Cytogenetics on bone marrow aspirate revealed monosomy 13 in 95% of cells and 1q21 amplification in 90% of cells. As a result, a highrisk case of MM with extramedullary involvement of the left orbit was diagnosed as part of the International staging system (ISS) III. The patient was started on standard cyclophosphamide, bortezomib, and dexamethasone (VTD) chemotherapy. During VTD chemotherapy, the patient relapsed with 28% plasma cells on the peripheral smear. A diagnosis of sPCL was made, and the patient died within a week as a result of the condition.

Case 2

A 67-year-old male with a history of MM-IGG-LAMBDA-ISS IIIB was presented to our center [Table 1]. Cytogenetics showed 13q and t (11;14) positive. The patient was started on standard VTD chemotherapy. After 11 cycles of VTD chemotherapy, the patient was kept on dexamethasone maintenance. A follow-up bone marrow aspiration and biopsy were carried out and the results showed a complete response (CR). Based on the previous reports, the patient was initiated on carfilzomib, pomalidomide, and dexamethasone (KPD) chemotherapy. The patient developed a pomalidomide-induced drug rash all over the body. Pomalidomide was withdrawn while treated with steroids showing a complete recovery from the drug-induced rash.

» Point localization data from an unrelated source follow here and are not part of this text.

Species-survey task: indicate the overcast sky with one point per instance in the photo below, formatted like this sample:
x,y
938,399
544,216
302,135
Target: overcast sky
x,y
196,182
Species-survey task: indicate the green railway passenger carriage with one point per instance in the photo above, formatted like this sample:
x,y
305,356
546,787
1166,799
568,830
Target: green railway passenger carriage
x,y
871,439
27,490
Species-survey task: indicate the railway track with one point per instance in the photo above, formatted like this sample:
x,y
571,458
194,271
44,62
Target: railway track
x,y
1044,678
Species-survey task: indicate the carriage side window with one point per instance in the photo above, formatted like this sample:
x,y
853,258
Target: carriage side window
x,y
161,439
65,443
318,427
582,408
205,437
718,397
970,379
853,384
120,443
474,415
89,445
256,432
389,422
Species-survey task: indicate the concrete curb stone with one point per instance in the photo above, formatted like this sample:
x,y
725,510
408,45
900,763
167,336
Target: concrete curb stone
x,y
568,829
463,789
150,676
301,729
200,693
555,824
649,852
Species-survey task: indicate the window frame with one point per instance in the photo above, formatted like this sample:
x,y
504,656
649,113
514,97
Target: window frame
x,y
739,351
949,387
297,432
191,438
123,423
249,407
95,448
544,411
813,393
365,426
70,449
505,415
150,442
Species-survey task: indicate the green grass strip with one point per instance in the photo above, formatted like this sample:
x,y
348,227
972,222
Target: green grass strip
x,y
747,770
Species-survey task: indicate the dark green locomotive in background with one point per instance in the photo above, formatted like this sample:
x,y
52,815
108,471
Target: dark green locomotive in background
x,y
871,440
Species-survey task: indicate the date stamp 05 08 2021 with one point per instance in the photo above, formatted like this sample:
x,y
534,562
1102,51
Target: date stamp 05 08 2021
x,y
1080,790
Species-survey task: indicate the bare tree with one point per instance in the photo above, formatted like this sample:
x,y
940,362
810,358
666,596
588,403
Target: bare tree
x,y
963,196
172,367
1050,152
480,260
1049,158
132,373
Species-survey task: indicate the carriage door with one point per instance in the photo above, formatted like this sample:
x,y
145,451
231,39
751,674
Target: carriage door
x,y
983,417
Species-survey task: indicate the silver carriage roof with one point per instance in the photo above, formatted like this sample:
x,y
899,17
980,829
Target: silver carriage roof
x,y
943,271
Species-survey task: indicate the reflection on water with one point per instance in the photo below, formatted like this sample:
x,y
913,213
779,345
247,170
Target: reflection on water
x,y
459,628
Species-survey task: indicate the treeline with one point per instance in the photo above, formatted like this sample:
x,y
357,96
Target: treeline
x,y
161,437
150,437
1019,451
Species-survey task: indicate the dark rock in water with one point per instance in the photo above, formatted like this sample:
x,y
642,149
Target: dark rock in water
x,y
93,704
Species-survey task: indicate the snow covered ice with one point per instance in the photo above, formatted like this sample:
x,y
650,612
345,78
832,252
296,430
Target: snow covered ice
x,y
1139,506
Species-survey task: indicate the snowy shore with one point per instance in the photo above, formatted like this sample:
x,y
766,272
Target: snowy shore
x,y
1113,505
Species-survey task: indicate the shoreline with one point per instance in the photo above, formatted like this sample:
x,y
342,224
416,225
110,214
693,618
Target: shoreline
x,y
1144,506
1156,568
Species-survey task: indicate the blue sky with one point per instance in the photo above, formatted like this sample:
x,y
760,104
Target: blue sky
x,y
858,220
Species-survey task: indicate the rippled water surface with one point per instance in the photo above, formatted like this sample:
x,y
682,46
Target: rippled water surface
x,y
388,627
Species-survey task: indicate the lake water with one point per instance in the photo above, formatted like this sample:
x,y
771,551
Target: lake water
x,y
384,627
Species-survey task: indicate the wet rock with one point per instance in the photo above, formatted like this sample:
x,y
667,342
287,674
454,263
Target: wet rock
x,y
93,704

The patient defaulted to therapy for 3 months. During the follow-up for the next KPD chemotherapy, the patient had a relapse with 22% plasma cells on the peripheral smear. A diagnosis of sPCL was made. The patient was planned for bortezomib, doxorubicin, dexamethasone (PAD) chemotherapy and completed two cycles of it. During follow-up, the patient succumbed to acute renal failure and severe hyponatremia.

Case 3

A 68-year-old female, a known case of stage III MMISS with high risk, repoirted to our center. The examination indicated fluorescent in situ hybridization, which confirmed a positive status for t(11;14): IGH/CCND1 gene translocation in 60% of the interphase cells examined [Figure 1]. The patient was initiated on four cycles of standard VTD chemotherapy. Due to coronavirus disease (COVID-19), pandemic regulations, and lockdown, the patient defaulted therapy for 6 months. On follow-up, complete blood count was suggestive of leukocytosis with peripheral blood smear showing relapse with 32% plasma cells suggesting sPCL [Table 1]. The patient was informed of the poor prognosis and treatment outcomes. The patient delayed treatment, was lost to follow-up, and ultimately perished.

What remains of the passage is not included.